Chronic spontaneous urticaria (CSU) is a challenging condition that severely impacts patients' quality of life. Omalizumab, a monoclonal anti-IgE antibody, has revolutionised its management, but high costs limit accessibility, particularly in resource-limited settings like India. Biosimilars offer a cost-effective alternative, though their efficacy and safety in CU remain underexplored. We aimed to compare the efficacy of omalizumab intended copy biosimilars (Available in India) to the reference biologic in patients with chronic urticaria (CU) based on Urticaria Activity Score (UAS) and Urticaria Control Test (UCT) outcomes.

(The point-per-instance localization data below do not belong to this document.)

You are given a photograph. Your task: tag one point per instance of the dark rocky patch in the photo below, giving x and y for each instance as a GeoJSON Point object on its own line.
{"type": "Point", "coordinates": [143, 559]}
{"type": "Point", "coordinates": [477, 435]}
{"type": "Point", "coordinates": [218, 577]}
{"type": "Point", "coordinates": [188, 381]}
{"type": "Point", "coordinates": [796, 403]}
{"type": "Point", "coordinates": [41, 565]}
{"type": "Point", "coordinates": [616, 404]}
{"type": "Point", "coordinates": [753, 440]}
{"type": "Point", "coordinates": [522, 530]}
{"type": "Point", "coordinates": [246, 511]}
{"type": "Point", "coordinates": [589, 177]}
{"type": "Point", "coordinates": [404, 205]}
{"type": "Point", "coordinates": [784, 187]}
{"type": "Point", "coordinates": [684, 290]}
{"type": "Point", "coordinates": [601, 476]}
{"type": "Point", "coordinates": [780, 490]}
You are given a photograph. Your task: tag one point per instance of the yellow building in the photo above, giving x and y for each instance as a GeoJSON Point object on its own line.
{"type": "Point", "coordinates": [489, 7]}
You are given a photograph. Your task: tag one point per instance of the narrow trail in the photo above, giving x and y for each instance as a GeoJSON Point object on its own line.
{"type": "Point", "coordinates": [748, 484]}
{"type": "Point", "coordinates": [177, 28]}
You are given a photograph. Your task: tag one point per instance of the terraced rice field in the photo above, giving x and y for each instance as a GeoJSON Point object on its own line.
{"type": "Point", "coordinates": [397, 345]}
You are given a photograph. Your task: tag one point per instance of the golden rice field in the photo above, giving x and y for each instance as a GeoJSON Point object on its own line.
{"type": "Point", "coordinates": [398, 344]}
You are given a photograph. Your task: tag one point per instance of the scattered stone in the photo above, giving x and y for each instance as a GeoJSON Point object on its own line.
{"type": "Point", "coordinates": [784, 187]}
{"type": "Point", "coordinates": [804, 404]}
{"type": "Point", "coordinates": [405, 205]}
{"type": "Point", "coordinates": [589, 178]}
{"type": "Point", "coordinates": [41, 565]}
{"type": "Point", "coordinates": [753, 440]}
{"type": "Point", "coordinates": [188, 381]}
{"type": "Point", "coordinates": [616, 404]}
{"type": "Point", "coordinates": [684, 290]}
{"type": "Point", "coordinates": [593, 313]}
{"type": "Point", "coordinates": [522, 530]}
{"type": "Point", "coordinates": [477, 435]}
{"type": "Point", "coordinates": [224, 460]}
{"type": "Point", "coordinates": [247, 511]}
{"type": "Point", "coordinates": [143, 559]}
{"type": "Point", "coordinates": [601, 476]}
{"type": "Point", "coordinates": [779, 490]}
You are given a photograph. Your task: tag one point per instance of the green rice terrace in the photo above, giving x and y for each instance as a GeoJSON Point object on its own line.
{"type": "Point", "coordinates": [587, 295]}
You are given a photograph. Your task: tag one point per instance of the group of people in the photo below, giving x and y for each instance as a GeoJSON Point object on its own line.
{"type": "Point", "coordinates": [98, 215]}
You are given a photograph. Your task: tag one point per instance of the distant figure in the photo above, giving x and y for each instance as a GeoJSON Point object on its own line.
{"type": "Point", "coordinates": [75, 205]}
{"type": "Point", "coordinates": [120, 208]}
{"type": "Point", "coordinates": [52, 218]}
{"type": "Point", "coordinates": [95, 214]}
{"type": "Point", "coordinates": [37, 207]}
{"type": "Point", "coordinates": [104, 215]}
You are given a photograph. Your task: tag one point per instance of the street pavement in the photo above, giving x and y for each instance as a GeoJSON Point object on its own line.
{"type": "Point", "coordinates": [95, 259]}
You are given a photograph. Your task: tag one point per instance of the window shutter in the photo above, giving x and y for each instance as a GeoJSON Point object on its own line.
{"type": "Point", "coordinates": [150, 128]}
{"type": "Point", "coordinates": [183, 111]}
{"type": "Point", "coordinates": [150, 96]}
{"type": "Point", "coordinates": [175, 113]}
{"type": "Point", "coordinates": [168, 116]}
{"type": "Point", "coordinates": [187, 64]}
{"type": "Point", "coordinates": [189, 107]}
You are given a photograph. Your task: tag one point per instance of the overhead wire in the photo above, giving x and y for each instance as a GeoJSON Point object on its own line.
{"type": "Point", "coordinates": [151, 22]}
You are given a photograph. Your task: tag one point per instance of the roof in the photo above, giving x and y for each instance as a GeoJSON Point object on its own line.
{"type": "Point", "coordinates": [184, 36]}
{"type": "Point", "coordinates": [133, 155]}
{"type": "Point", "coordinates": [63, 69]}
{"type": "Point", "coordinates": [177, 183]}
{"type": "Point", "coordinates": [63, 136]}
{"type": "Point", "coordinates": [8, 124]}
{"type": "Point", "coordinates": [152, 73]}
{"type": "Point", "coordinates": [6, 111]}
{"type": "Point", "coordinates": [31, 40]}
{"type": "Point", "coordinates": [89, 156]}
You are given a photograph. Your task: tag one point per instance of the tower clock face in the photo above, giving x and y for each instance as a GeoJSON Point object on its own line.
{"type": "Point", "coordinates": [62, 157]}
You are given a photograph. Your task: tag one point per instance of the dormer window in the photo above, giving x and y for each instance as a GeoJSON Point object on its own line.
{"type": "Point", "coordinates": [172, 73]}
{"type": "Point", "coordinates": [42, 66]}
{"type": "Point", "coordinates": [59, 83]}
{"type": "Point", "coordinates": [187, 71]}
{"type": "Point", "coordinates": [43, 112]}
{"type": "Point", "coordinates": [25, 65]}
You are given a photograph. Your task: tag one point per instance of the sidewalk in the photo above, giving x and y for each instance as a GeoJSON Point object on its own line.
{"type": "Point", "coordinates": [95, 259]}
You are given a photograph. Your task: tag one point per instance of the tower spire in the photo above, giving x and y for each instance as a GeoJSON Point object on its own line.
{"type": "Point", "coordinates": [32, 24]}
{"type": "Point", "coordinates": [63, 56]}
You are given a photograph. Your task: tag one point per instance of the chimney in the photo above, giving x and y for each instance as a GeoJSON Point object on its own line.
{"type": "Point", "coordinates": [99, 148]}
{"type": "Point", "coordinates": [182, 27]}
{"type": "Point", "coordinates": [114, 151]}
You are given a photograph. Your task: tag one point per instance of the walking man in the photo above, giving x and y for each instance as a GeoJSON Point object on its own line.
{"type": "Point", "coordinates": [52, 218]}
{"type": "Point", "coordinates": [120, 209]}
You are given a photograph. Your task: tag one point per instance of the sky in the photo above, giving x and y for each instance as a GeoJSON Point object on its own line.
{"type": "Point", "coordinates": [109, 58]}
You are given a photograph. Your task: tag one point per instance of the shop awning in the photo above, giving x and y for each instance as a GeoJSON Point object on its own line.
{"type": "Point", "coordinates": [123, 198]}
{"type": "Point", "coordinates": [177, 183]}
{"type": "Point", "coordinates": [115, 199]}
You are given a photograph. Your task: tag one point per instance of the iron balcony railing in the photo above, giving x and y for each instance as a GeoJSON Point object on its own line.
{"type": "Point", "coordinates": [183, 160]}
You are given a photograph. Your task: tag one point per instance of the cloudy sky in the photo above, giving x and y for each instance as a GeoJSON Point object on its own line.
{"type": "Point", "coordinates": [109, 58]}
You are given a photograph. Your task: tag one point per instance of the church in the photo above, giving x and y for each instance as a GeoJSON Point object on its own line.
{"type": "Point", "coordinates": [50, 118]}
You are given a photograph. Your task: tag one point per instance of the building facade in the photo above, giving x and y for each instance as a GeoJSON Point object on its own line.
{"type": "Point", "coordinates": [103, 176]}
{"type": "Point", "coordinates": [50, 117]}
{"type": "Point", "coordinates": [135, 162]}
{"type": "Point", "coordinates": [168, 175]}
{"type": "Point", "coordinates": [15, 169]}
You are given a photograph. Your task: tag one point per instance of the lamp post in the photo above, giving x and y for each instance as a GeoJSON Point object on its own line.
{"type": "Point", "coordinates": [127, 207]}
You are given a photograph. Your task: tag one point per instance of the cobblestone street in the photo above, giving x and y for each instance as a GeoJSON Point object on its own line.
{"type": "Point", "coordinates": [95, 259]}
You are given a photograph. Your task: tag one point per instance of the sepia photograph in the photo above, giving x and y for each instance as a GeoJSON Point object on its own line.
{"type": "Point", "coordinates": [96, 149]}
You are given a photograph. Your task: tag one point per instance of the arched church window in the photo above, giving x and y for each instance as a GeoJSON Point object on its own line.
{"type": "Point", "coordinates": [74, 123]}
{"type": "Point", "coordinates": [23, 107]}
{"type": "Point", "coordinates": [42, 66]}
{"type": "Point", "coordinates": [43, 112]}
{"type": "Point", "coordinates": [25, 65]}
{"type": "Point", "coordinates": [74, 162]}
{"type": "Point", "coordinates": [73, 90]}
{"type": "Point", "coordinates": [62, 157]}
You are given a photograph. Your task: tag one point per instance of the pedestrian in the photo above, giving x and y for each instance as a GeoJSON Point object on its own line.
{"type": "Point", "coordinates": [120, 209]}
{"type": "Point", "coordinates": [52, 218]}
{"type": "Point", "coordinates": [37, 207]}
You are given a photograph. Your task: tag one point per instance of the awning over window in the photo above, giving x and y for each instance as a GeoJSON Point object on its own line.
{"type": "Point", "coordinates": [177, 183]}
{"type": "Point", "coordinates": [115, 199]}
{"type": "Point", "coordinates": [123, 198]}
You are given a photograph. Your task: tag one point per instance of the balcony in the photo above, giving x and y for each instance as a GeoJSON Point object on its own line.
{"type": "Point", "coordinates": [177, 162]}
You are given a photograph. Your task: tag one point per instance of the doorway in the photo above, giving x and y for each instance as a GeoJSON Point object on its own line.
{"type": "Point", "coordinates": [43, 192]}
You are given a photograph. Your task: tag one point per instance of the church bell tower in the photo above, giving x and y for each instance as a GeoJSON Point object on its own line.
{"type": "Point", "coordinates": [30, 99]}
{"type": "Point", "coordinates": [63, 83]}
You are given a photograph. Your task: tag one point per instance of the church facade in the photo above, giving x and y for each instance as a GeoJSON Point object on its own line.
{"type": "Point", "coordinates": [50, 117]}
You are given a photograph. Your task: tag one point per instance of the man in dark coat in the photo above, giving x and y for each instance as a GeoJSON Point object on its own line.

It was a prospective, open-level, observational, real-world unicentric cohort study. The patients in this study were previously on omalizumab biologics for varying durations and had achieved good disease control. Due to the unavailability of the biologics, they were transitioned to omalizumab-intended copy biosimilars, with the transition period marked as 0 months. 

At baseline (0 months), patients transitioned to omalizumab biosimilars had well-controlled chronic urticaria, with a mean UAS of 2.55±2.12 and a mean UCT of 15.33±0.71 while on the reference biologic (mean dose: 266.67 mg/month). However, after switching to biosimilars, disease control worsened progressively, peaking at month 5 with a mean UAS of 12.11±6.62 and a mean UCT of 11.77±3.19, despite dose escalation. The dose was increased to 450 mg/month for four patients at month 5 to address the worsening disease control. Despite this, two patients showed minimal improvement, leading to further escalation to 600 mg/month. Following these adjustments, some improvement was noted by month 6, with the mean UAS decreasing to 9.88±3.1 and the mean UCT improving to 13±1.73. 

Our study highlights significant differences in the efficacy of omalizumab intended copy biosimilars compared to biologics in managing CSU. However, the discrepancies observed in our study may be due to the subtle differences between biosimilar and intended copy biosimilar which are available in India. It may also vary in patient populations, disease severity, or dosing protocols.